Concernant les autres systèmes de refroidissement, le but aujourd’hui des hébergeurs est de minimiser le recours aux compresseurs et autres circuits frigorifiques. L’une des tendances consiste à climatiser les datacenters avec de l’eau glacée à « haute température », entre 18° et 25° (soit de l’eau tiède). Selon les experts, cela permet une réduction des frais d’exploitation de 40%.

D’autres technologies sont actuellement en cours de tests comme le liquide cooling qui apporte une technique de refroidissement au plus près des composants électroniques. Le principe consiste à capturer l’air chaud pour le transférer à l’eau qui peut ensuite être évacuée. D’autres systèmes plus complexes consistent à immerger les systèmes électroniques dans des bains d’huile minérale dont la température de vaporisation oscille entre 45 et 49°, ce qui permet à ces fluides de piéger la chaleur dégagée par les composants. Une troisième technologie s‘appuie sur une plaque au sein de laquelle coule de l’eau qui, par conduction thermique va capter en direct l’énergie calorifique provenant des composants.
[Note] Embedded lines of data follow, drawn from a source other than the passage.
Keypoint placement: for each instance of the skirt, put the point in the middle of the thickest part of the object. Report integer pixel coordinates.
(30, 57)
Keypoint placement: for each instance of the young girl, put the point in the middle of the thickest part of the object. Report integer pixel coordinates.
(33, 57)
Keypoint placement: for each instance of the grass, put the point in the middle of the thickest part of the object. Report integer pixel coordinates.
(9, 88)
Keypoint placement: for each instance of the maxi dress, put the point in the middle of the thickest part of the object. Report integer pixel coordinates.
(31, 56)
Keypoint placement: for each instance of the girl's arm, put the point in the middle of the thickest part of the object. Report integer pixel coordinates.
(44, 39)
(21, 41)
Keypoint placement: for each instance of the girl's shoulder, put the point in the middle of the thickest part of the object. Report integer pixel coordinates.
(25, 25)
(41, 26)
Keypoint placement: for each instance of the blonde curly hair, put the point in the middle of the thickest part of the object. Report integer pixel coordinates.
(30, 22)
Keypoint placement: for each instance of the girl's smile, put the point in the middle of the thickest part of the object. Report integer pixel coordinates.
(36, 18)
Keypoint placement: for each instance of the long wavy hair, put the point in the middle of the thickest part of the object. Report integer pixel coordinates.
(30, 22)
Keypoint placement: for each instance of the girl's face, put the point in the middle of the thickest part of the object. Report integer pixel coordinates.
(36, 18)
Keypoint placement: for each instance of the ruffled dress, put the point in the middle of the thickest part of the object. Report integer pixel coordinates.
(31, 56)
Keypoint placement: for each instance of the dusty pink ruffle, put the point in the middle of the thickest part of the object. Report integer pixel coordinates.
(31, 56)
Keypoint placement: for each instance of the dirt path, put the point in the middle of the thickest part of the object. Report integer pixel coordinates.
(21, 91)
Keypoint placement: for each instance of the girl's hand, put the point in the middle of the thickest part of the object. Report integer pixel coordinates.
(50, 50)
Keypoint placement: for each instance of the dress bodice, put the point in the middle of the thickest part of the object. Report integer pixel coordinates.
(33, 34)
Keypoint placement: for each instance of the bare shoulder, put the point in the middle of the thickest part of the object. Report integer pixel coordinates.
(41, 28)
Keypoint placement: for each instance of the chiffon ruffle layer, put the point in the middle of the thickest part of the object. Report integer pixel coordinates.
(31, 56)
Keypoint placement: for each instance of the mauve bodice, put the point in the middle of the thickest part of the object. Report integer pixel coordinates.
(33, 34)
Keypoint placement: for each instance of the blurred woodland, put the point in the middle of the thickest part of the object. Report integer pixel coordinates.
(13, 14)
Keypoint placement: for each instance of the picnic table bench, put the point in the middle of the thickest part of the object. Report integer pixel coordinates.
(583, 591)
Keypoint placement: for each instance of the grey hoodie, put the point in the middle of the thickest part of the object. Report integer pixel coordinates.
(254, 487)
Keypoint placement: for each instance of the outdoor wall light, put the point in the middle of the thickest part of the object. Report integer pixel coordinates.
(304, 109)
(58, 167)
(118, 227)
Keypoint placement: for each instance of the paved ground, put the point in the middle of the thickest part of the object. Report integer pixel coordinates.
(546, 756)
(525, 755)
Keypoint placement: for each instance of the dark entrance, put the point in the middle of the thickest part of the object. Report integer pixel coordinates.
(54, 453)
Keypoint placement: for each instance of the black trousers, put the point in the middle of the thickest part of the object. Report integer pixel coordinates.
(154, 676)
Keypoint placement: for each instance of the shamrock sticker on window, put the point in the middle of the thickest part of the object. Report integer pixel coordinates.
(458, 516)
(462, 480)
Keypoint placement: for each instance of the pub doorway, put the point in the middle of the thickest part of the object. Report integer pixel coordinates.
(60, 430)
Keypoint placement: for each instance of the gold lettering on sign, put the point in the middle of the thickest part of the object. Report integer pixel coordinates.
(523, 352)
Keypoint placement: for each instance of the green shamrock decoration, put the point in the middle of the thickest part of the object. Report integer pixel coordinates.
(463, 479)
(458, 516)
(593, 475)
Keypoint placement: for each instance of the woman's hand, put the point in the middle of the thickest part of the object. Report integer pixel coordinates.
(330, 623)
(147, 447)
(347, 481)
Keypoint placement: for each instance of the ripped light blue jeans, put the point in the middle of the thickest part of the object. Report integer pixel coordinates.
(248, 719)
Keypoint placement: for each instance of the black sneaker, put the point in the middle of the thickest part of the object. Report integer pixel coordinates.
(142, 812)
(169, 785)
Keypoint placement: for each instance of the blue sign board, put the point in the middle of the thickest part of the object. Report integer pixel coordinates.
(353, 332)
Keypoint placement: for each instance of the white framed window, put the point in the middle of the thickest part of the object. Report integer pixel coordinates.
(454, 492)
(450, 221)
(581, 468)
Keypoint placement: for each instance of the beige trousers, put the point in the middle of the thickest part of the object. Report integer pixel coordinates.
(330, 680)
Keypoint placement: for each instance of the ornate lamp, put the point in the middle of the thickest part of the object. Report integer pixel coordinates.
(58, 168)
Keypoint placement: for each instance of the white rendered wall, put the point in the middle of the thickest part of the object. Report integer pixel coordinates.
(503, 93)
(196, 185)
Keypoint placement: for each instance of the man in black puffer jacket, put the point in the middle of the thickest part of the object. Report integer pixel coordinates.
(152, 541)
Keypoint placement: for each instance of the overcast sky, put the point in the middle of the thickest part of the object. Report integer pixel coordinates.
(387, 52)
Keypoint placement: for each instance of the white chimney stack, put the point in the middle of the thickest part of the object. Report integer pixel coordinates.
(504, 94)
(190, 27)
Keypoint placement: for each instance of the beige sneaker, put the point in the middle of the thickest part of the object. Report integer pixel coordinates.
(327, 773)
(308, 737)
Les antennes mobiles aussi

Les technologies ne manquent pas donc pour refroidir les serveurs et autres équipements réseaux. Parmi les autres innovations figure aussi le système adiabatique qui consiste à pulvériser de l’eau à proximité du condenseur. Ce qui a pour effet de refroidir l’air impulsé de plusieurs degrés.

Reste enfin à citer le cas des antennes relais télécoms qui non seulement chauffent mais doivent faire appel de la même façon à des climatiseurs, soumis aux aussi aux effets de la canicule.

L’équation s’avère donc complexe entre la performance des équipements, leur approche écoresponsable, leur consommation d’énergie (et la facture induite) et leur efficacité.

Et parions qu’à l’avenir, si ces épisodes caniculaires se répètent à l’envi dès le début de l’été, opérateurs et hébergeurs auront à innover encore davantage, investir toujours plus. La canicule aura-t-elle peut-être aussi au final un impact sur le prix de nos futurs forfaits internet et mobiles.